Ten Times the Computing Power, How Much Gap?
The numbers Wang gave at the internal meeting were straightforward: Watermelon uses an order of magnitude more training computing power than Muse Spark. Simply put, Meta is not fine-tuning this time; it is directly multiplying its bet by ten. This also echoes Wang's consistent logic: computing power determines the model's ceiling, scores are just the first checkpoint, and what truly decides the outcome is whether the model can later be put into the product line. He also sent similar signals on X:
The post teases that Muse Spark will soon receive an update, focusing on coding ability and agentic tasks, with the goal of narrowing the gap with competitors.
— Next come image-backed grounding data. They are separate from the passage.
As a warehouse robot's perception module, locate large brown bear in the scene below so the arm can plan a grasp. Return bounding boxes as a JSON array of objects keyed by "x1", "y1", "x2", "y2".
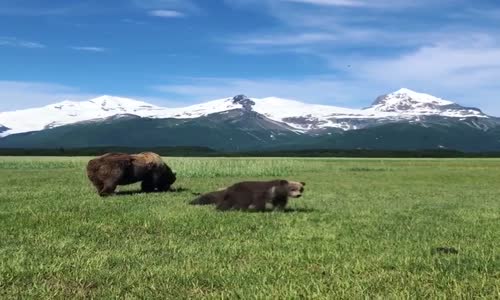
[
  {"x1": 190, "y1": 180, "x2": 306, "y2": 211},
  {"x1": 87, "y1": 152, "x2": 176, "y2": 196}
]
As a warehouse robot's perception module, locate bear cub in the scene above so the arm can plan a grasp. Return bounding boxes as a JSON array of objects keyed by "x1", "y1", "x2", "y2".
[{"x1": 190, "y1": 179, "x2": 306, "y2": 211}]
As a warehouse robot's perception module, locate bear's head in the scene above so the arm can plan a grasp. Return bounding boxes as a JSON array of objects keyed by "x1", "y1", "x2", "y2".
[{"x1": 158, "y1": 164, "x2": 177, "y2": 191}]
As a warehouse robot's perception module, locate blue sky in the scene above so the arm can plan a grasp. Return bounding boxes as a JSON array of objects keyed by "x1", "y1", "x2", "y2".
[{"x1": 0, "y1": 0, "x2": 500, "y2": 116}]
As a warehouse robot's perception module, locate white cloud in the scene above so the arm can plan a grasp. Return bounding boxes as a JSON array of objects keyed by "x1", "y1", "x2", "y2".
[
  {"x1": 153, "y1": 76, "x2": 385, "y2": 107},
  {"x1": 283, "y1": 0, "x2": 369, "y2": 7},
  {"x1": 0, "y1": 37, "x2": 46, "y2": 49},
  {"x1": 0, "y1": 81, "x2": 95, "y2": 111},
  {"x1": 70, "y1": 46, "x2": 107, "y2": 52},
  {"x1": 131, "y1": 0, "x2": 200, "y2": 14},
  {"x1": 149, "y1": 9, "x2": 186, "y2": 18}
]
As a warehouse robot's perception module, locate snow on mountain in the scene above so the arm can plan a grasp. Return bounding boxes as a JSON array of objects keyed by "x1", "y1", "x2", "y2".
[
  {"x1": 366, "y1": 88, "x2": 487, "y2": 117},
  {"x1": 0, "y1": 89, "x2": 488, "y2": 137}
]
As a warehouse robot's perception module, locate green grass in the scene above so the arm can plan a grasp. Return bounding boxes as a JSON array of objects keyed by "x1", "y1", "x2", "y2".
[{"x1": 0, "y1": 157, "x2": 500, "y2": 299}]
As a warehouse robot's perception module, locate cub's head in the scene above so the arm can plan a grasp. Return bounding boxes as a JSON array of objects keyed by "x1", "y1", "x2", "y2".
[
  {"x1": 158, "y1": 164, "x2": 177, "y2": 191},
  {"x1": 281, "y1": 180, "x2": 306, "y2": 198}
]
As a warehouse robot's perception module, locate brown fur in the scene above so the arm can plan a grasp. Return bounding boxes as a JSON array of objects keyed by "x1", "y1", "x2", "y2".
[
  {"x1": 87, "y1": 152, "x2": 176, "y2": 196},
  {"x1": 190, "y1": 180, "x2": 305, "y2": 211}
]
A user asked Meta when it could deliver a coding model on par with Claude Opus. Wang replied "soon" and said people would like what they are "cooking." Whether this somewhat mysterious statement will be accepted by the market remains uncertain.
The Finish Line Being Chased Has Been Moving All Along
But somewhat awkwardly, GPT-5.5 is OpenAI's flagship model from April this year, but OpenAI already released the more powerful GPT-5.6 family at the end of June. However, due to the Trump administration's request, it is currently only available for preview to a small number of registered partners and has not been fully launched.
For OpenAI, this is not a technological bottleneck but a policy bottleneck. The model has already been built, but it is not yet allowed for full release. In other words, Watermelon has actually caught up with a model that OpenAI released over two months ago; the real ceiling has already moved up.
If Wang's statement is accurate, this is still the first signal Meta has been able to present after two years of heavy spending and poaching. Meta has already told investors that its spending on infrastructure such as chips and data centers this year will be revised up from the previous estimate of $115 billion to $135 billion to $125 billion to $145 billion; the signing bonuses for top researchers have even reached hundreds of millions of dollars per person.
This means that Zuckerberg's talent blitz may finally be seeing some returns. But scores are always the easiest goal to achieve. Whether Meta can actually bring Watermelon to the table and get developers to buy in is the threshold Meta has never been able to cross in the past two years.